Manage Panoptes Sidekiq process scaling smartly and safely with KEDA
Scaling is managed by KEDA, which automatically increase the number of available pods based on the size of Sidekiq Redis queues. These KEDA objects are managed by this repo from the `panoptes-[env]-scalers' YAML files. For now, changes are not automatically applied and should be made by an admin.

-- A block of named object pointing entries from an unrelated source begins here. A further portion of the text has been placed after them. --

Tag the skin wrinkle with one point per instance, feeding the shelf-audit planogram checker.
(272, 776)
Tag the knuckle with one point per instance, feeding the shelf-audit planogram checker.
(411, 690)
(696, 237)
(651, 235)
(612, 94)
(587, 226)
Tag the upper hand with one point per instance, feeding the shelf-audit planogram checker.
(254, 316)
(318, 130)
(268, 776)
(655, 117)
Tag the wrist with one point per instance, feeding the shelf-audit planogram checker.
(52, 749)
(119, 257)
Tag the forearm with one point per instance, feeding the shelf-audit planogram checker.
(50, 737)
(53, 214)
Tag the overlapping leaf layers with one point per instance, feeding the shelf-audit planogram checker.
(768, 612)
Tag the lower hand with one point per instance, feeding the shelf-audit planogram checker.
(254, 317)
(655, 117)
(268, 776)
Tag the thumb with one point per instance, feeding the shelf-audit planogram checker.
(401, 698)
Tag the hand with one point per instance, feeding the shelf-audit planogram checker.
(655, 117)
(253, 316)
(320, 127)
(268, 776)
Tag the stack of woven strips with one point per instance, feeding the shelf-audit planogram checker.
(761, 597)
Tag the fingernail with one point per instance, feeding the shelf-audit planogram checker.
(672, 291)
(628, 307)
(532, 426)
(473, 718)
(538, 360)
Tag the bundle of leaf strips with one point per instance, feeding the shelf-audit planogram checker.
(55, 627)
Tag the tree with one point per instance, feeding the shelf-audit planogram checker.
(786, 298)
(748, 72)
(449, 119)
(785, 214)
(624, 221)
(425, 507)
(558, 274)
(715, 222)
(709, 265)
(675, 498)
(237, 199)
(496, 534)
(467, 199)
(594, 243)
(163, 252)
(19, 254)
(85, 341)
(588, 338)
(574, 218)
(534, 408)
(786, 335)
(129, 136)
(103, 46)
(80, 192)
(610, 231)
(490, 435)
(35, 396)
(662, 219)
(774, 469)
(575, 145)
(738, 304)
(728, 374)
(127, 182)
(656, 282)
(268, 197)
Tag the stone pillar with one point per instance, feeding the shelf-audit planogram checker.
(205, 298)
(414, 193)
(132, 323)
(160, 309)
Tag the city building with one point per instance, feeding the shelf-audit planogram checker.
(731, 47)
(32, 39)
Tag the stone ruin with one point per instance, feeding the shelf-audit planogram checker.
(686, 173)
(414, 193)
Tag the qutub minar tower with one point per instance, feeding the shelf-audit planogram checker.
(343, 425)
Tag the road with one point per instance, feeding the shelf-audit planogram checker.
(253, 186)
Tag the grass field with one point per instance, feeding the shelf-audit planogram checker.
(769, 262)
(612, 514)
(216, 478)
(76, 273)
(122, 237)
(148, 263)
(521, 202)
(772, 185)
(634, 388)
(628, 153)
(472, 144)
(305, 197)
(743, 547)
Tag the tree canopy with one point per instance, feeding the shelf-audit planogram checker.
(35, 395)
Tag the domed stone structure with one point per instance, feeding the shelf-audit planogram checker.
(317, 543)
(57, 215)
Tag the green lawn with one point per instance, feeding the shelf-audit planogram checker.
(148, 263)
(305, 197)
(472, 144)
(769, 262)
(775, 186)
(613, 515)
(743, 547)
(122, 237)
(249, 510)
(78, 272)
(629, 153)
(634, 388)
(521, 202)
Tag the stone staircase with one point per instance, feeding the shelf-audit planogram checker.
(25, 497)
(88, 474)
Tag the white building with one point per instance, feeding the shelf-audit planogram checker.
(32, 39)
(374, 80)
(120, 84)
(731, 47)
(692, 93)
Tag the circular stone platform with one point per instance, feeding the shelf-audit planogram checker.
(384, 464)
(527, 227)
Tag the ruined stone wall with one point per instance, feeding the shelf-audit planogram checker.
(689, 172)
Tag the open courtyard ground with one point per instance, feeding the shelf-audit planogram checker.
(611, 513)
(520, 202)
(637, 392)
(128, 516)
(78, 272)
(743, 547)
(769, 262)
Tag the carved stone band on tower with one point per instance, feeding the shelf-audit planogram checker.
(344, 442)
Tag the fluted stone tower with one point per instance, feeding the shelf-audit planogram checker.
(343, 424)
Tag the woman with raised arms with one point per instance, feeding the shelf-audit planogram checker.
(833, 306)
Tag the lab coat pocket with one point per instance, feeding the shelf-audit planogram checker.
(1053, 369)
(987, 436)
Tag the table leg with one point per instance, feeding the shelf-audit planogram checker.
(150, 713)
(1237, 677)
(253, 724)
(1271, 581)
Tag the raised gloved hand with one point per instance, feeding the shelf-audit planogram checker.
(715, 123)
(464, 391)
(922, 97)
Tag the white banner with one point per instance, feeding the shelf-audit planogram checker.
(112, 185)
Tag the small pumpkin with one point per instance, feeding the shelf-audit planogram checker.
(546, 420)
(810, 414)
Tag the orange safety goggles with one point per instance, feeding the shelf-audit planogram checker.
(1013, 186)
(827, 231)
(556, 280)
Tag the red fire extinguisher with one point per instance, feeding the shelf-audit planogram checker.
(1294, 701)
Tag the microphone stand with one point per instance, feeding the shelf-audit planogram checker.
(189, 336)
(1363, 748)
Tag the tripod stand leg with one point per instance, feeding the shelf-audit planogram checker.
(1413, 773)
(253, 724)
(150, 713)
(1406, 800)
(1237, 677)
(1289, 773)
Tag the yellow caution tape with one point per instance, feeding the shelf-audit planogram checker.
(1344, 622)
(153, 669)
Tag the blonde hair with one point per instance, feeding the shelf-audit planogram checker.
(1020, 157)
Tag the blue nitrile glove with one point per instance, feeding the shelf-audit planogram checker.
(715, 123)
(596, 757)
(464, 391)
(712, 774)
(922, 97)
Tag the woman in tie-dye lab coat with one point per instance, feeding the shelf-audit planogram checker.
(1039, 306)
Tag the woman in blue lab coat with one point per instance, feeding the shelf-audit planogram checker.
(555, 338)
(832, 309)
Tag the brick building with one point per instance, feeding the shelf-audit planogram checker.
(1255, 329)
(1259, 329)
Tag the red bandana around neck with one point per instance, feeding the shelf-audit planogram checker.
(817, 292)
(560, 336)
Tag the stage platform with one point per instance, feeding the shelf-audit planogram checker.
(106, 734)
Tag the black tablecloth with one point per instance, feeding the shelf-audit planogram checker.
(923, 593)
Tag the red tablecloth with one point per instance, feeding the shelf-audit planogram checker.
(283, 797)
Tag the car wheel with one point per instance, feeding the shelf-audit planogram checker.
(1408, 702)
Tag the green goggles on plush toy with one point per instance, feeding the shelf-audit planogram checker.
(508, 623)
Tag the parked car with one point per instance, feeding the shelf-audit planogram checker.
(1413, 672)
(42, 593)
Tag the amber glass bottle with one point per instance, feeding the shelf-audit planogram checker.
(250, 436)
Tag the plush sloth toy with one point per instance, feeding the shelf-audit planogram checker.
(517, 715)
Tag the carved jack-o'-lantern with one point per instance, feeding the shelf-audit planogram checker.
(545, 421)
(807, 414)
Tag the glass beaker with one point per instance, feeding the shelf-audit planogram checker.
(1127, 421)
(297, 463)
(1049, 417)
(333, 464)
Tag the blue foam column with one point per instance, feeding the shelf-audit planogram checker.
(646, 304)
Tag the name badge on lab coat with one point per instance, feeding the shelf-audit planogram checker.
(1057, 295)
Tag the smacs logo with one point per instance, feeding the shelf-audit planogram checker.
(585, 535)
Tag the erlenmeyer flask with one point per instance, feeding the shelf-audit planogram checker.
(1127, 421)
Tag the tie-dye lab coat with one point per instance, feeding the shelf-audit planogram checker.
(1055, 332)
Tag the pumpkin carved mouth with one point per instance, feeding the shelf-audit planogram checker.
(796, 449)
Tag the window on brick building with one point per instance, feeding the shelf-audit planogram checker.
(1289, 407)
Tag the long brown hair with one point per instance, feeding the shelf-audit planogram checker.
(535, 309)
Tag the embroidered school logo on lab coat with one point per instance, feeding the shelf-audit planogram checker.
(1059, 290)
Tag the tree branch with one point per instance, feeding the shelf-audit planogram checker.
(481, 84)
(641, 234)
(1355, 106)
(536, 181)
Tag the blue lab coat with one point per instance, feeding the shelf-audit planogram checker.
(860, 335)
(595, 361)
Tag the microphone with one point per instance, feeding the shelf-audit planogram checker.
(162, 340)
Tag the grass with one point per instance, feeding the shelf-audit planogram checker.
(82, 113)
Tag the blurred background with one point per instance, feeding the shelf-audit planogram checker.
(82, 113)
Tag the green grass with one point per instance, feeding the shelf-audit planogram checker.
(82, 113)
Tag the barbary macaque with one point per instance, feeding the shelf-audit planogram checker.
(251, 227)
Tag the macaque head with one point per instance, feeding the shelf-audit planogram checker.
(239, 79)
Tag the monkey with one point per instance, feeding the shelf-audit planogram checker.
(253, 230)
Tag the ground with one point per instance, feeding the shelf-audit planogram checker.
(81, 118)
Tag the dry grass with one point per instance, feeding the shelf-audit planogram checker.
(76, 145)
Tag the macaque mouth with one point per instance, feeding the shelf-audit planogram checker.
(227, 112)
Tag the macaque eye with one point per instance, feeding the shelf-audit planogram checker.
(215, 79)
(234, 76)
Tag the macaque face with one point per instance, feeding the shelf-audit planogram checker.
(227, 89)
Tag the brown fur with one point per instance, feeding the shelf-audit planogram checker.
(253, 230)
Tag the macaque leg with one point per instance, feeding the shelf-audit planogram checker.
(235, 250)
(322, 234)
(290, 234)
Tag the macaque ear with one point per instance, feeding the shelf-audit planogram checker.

KEDA's downscaling works great for processing jobs that run in less than the standard timeout, around 25 seconds. But this behavior is dangerous for much longer-running dumpworker jobs like data exports, as the HPA downscaling operation doesn't differentiate between active and idle Sidekiq processes when deciding which process to end. So this repo contains a script runs as a cron job in Kubernetes and checks for idle Sidekiq dumpworker processes, periodically killing pods and scaling the deployment down. Normal HPA downscaling operation is disabled via the KEDA scalers for dumpworker processes.
Tweakables:
- MINIMUM_PODS Env var, allows for a specified number of pods to remain running even when idle. For example, setting this to '1' could allow for a production dumpworker to always remain running to minimize the delay in job processing, while allowing it to be set to '0' in the staging template. This should match the minReplicaCount in the scaler template, it tells the script to not try to kill a pod that'll just get replaced by the HPA.
- pollingInterval The amount of time between checks to see if it should downscaling. This applies to the KEDA/k8s HPAs and is not a factor for downscaler-managed dumpworkers.
- maxReplicaCount increase this if you want to see more parallel processing.
- Schedule CronJob attribute, will dictate the interval between downscaling jobs.